Mrs Keightley - who had helped with the drop off - was in a vehicle in front and saw her worst nightmare unfold when her daughter's car was hit and left the road in a blaze of sparks.
She said she turned around and began frantically looking for Olivia.
"I could hear the horn screaming and I called 111 and used the torchlight on my phone tried to find where she had disappeared to.
"I looked in the car with my beautiful girl inside and felt that feeling that no mother ever wants to feel. I instinctively knew she was gone. I said it out loud 'she's dead'."
"Every night I've dreamt of that moment, living it over and over. It's a memory no one wants, let alone to have flashback of."
Mrs Keightley said Olivia was a unique and confident young woman with a contagious laugh, who been lost in the prime of her life.
"She was 18 with a life to live."
Olivia's father Shaun said his daughter was a "ray of sunshine".
"She made me smile and my heart warm. She hassled me lovingly about getting old saying 'careful, old man' and now she is gone as a result of a careless action that took no more than a few seconds.
"I no longer receive texts to grab some sneaky Maccas on the way home, or just to check I was okay. How hard and long that drive home is now.
"I don't get those funny loving texts from my girl anymore because of one moment when your actions took Olivia's life."
The court heard that Bishell's ute had crossed the centre line while performing an overtaking manoeuvre heading south on passing lanes outside of Waitara.
The 37-year-old was arrested on the day of the crash, but initially pleaded not guilty to dangerous driving causing death and refusing to give a blood sample.
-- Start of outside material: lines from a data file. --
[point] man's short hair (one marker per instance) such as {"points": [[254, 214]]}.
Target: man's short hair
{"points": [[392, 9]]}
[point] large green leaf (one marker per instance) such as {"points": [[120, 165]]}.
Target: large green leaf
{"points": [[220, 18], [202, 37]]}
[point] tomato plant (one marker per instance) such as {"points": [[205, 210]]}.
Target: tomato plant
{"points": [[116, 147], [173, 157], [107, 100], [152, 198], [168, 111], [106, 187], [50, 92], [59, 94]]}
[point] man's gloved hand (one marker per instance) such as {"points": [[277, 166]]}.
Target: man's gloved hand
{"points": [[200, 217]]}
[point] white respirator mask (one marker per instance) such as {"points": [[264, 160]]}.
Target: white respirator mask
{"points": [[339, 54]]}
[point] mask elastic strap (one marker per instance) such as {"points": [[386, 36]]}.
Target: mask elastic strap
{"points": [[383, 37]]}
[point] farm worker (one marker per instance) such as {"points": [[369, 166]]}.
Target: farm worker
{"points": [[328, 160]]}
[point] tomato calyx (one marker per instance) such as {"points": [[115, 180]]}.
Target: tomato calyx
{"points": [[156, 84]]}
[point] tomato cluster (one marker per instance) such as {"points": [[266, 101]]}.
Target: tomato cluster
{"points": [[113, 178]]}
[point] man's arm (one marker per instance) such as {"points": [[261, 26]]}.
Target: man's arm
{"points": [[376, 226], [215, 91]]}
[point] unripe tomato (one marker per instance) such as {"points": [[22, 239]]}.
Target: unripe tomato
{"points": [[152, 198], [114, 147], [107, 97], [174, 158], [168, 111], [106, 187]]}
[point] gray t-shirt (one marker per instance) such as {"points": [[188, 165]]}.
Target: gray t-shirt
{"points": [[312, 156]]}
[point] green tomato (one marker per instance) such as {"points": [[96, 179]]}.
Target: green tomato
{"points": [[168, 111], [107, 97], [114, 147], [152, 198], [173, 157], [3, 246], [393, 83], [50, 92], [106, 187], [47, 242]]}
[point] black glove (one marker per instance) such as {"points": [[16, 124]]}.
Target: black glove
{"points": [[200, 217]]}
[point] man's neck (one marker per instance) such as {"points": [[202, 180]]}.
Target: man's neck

Bishell changed his plea last month.
The Keightleys both expressed their disappointment at the delay in getting a guilty plea.
Mr Keightley said he would use Bishell's denial as a lesson for his surviving children.
"I will teach both my sons and daughters about what it means to be a man, because if I had been sitting where you were, I would've wanted to be punished to the full extent of the law and I would have taken it like a man, because I would've know there would have been consequences to my actions."
Judge Stephen O'Driscoll adjourned his sentencing until tomorrow morning.
Outside court following the adjournment, Mrs Keightley, who is a Jehovah Witness, said following the restorative programme the family were satisfied that Bishell was remorseful.
"I didn't have a lot of faith in it at the beginning, but I honestly feel he is sorry for what he's done and for us that has given us a huge measure of peace. We do really appreciate what he's done in following through in the process.
"I genuinely feel that he has remorse there and that's probably given us more that what a sentence would anyway."
Bishell has had a chequered past and was jailed for his involvement in the bungled burglary at the New Plymouth Golf Club in June 2013 in which Adam Te Rata Morehu was shot dead by police.